An awesome pack! I feel justified with this description…
Size: 6000 in3
Number of Pockets: 2
Max. Load Carried: 75 lbs
Height of Owner: 6' 2"
Price Paid: $550
An awesome pack! I feel justified with this description after two years of use. First, the pack is extremely comfortable (should be expected of a custom build), I would say the best hipbelt and best load lifter design on the market. Heavy loads have taken their toll on my feet and knees, but never my back, hip bones or shoulders.

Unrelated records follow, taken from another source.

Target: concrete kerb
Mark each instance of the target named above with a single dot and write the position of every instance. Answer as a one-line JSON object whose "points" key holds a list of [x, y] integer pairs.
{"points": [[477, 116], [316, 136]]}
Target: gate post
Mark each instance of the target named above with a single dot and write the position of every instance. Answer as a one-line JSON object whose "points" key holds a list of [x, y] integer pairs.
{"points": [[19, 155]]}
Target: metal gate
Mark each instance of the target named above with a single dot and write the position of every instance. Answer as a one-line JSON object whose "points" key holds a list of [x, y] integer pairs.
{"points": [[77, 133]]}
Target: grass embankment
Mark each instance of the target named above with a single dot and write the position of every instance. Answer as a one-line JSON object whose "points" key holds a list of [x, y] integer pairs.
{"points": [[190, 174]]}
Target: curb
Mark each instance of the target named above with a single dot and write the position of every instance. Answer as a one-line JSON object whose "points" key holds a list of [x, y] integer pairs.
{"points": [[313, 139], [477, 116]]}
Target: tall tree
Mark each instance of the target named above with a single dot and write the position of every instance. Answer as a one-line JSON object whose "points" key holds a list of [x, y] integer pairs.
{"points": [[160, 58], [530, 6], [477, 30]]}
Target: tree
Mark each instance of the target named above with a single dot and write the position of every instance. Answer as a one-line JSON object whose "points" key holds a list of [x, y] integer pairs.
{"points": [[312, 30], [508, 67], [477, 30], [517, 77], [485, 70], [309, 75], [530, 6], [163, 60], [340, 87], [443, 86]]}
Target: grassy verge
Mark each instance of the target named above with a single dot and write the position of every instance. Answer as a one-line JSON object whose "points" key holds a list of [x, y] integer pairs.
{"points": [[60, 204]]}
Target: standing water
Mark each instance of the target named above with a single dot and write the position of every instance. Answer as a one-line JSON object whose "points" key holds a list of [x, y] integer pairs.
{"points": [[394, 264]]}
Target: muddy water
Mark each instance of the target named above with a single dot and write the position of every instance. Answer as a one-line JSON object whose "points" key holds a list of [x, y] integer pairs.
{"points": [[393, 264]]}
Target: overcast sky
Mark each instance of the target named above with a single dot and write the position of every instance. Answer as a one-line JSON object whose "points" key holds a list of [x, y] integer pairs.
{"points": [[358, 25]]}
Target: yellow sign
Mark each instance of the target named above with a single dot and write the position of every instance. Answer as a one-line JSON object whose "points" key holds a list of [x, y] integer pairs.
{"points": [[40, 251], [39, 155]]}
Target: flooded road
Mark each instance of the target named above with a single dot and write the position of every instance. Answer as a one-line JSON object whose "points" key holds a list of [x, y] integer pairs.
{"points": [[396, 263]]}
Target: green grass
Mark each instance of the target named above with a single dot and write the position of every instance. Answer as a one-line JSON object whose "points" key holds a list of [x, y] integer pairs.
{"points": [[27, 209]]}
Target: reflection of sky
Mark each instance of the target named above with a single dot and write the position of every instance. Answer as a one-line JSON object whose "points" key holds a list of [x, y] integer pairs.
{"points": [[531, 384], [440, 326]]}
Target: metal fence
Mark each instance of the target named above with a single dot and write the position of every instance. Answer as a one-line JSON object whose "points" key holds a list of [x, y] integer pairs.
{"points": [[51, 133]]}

Second, this model is actually larger than I need. I graduated up from my Kelty Radial Sherpa which was rated at 6000 cu.in. too, but the Inex is much bigger (perhaps the extension collar is included in the Kelty's volume and not the McHale's?). Anyway, I have plenty of space to play family sherpa or carry my own on 2 week trips without the need for resupply (trust me, resupply if you can and avoid the weight). Yet even only partially full, the compression straps easily take up all the bulk and the load remains stable.

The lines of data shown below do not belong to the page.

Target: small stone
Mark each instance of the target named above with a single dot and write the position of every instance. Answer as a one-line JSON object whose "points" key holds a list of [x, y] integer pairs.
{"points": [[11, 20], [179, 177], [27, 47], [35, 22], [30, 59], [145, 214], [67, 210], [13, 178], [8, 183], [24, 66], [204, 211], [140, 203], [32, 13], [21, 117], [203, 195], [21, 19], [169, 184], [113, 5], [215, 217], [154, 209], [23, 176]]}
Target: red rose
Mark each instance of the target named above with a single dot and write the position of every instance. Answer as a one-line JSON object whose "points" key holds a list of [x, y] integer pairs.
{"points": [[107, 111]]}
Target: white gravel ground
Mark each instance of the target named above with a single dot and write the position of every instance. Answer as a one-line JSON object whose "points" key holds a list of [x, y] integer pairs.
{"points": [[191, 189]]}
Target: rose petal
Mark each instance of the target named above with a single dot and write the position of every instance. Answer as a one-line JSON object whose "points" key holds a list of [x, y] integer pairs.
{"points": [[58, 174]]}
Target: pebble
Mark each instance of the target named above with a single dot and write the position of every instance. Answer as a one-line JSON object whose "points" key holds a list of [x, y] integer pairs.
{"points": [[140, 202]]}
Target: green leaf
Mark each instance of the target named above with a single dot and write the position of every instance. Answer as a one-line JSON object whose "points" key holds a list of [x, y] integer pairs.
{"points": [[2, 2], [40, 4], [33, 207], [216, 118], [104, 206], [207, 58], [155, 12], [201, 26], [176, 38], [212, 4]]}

Third the side pockets. These are actually a useful size with an attachment scheme that helps to compress/stabilize the load.
Fourth, no frame sheet. The McHale has 2 stiff aluminum stays with an additional cross member below the hipbelt. There is no need for a framesheet which seems to help breathability.
Fifth, the top pocket/flap. Removable and large enough to be practical as fanny pack for those side trips. With a built in hip belt of it's own it gets used almost every trip and many of my dayhikes in between.
Last of all, this pack is built to last. Two years of rough use, all it has to show are a few dirty spots.
Lots of money, yes. But if you are in the dough enough or in the use enough to afford or demand a Dana (for instance), the custom fit, the construction, and the load carrying ability definitely make the McHale worth it.
I just got back from McKinley. The McHale pack performed…
Number of Pockets: 2 + 2 Sides & 1 Top
Max. Load Carried: 105 lbs
Height of Owner: 6'0"
Price Paid: $554
I just got back from McKinley. The McHale pack performed flawlessly. I put a lot of time and effort into looking for a pack for this trip. My original goal was to find a large, really light pack (under 5 lbs). I only found one and it was NOT comfortable @ over 70 lbs. My main concern with the McHale (other than the price) was its weight (over 8 lbs). My worries were completely unfounded. The McHale carries big loads better than any pack around (I looked at many different options). It has room for EVERYTHING and then some I was always able to fit in that last item of group gear. I went with the large side pockets (they come in two sizes). They are HUGE! I was able to fit a three man (wild country) tent into one pocket. The suspension system work as advertised, like a dream. You can place all the weight on your hips or on a combination of hips and shoulders. I wore this pack for over 15 hours on summit day and hardly even knew I had it on. If you are in the market for a BIG, STURDY and above all else COMFORTABLE pack, you cannot go wrong with the McHale. It costs a bit more, but it is worth it.
This is the best pack I have ever seen. It compresses…
Size: 6500-7500 (Huge)
Number of Pockets: 2
Max. Load Carried: 65lb.
Height of Owner: 5'10"
Price Paid: $475 (on sale 100$)
This is the best pack I have ever seen. It compresses to a 3500 cubic inch daypack that I used for Tuckerman Ravine in early May. I carried 60 lbs (I am not one of those guys who lies about weight, I actually weighed the pack at the base of Mt. Washington) without the two aluminum stays in the pack and I was very comfortable. Very versatile pack, the fanny pack makes a good daypack. The suspension system holds a lot of weight. I have no idea how much it can carry. However, the suspension takes a while to get used to, due to the unique system.
There are a lot of little extras on the pack that you can't get anywhere else, such as a foam padding on the pack that turns into a nice seat, and twin buckles on the hip belt. I felt no weight on my shoulder, it all was transferred to my hips. McHale is in a class of its own.